Law360 (March 31, 2020, 6:42 PM EDT) -- U.S. Supreme Court Justice Ruth Bader Ginsburg has been enjoying exclusive access to a private workout space at the court during the coronavirus pandemic, as her doctors have deemed her training sessions "essential to her well-being."
The court said Wednesday that, at the 87-year-old justice's request, it set aside "limited private space" by its health facility for her to use for her famous exercise regimen. In a statement, the court said "[t]he space is being used exclusively by the justice. No other justices are using the space, and the employee gym is closed to all users."
The statement comes after Law360 reported Tuesday that Justice Ginsburg had still been holding her in-person workout sessions with longtime personal trainer Bryant Johnson during the coronavirus crisis, at a time when the Supreme Court has been closed to the public and oral arguments indefinitely postponed.

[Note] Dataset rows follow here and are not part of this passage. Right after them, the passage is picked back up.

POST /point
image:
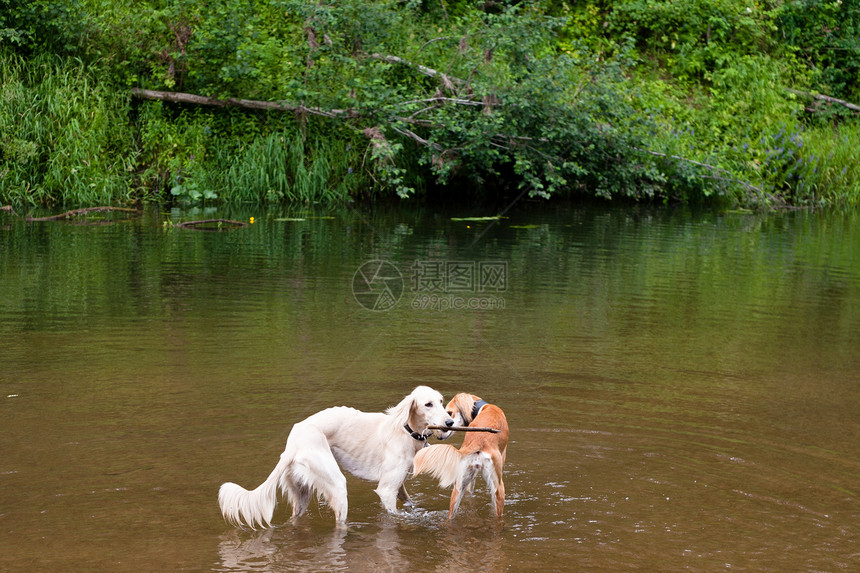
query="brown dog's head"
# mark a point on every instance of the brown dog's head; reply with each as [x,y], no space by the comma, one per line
[460,408]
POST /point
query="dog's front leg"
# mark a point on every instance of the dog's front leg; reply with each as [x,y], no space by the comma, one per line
[388,496]
[403,495]
[389,487]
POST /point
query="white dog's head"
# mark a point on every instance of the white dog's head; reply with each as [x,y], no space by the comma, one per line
[422,408]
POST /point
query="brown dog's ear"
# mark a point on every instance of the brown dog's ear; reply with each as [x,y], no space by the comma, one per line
[464,406]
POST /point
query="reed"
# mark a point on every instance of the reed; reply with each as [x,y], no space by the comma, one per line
[286,166]
[66,135]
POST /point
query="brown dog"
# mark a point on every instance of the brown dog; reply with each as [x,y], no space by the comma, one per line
[481,453]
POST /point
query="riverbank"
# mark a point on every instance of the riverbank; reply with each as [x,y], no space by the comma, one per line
[316,104]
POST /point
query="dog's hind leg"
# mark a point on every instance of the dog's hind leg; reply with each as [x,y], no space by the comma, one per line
[298,491]
[456,498]
[499,485]
[403,495]
[500,499]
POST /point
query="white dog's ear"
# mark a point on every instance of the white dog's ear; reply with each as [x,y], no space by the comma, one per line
[402,411]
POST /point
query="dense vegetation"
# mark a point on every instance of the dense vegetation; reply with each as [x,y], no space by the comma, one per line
[743,102]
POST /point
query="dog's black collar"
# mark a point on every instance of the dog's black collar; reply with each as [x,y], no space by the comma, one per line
[414,434]
[476,409]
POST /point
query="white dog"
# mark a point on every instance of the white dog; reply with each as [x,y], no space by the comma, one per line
[372,446]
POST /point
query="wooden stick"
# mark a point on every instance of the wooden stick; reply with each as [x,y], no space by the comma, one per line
[194,224]
[76,212]
[464,429]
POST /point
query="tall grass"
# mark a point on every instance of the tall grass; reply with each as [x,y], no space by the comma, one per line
[66,136]
[831,172]
[285,166]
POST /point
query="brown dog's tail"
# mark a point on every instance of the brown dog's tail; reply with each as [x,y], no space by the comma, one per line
[442,461]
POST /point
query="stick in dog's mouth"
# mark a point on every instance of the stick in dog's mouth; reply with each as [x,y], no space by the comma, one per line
[464,429]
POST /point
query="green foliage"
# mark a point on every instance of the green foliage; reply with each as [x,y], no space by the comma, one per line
[66,135]
[826,37]
[646,99]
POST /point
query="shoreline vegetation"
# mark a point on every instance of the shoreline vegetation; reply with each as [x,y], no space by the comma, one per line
[734,103]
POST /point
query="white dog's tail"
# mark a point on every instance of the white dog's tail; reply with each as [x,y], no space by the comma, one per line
[442,461]
[253,508]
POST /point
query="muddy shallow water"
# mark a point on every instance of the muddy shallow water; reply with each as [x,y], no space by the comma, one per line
[683,389]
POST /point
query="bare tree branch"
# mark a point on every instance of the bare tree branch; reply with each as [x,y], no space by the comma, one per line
[828,99]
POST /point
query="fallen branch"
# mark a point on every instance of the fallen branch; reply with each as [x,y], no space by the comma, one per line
[714,168]
[464,429]
[194,225]
[179,97]
[821,97]
[447,81]
[76,212]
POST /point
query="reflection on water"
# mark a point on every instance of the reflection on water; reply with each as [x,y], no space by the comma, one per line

In an interview with Law360, Johnson said that the two were taking precautions to wipe down equipment, wash their hands and keep their distance. He said that he had also canceled his appointments with his other clients and was only working with the justice.
"Everybody's been shut down. The only reason why I didn't shut the justice down is because, hey, she ain't having it," said Johnson, who spent over 30 years in the U.S. Army and now works in D.C.'s federal district court. "She has that grandfather status to me and if she wants to train, that's the least that I can do."
The current status of the in-person training sessions is unclear. In an email to New York Magazine's The Cut, Johnson said that the pair stopped meeting as of Wednesday in light of D.C.'s stay-at-home order taking effect. The court's Wednesday statement, however, did not say whether the city's stay-at-home order will impact the justice's training, only that "[h]er doctors share her view that the training sessions are essential to her well-being."
News that Justice Ginsburg — an octogenarian, four-time cancer survivor — was still doing in-person sessions with a trainer sparked criticism from progressives who fear that the justice could be replaced by President Donald Trump if she dies or becomes incapacitated by illness. Some appellate lawyers on Twitter urged the justices' former clerks to intervene and get her to stop the workouts.
The novel coronavirus pandemic has thrown a wrench in the ongoing Supreme Court term. The court closed to the public weeks ago, and has indefinitely postponed its March 23 oral argument schedule — the first time since the Spanish flu outbreak of 1918 that a public health crisis has interfered with oral arguments.
According to the court's public information office, the justices, who are all "healthy," have been dialing into their conferences remotely, with Chief Justice John Roberts Jr. presiding from the court's conference room. This means foregoing their traditional handshakes.
Justice Ginsburg, a leader of the court's liberal bloc who was appointed by President Bill Clinton, has had a number of recent health scares that have alarmed progressives. In 2019, she underwent a three-week course of radiation for a tumor on her pancreas. In 2018, she had surgery to remove cancer from her lung. The justice previously battled colorectal and pancreatic cancer in 1999 and 2009.
Update: This article has been updated with a statement from the U.S. Supreme Court.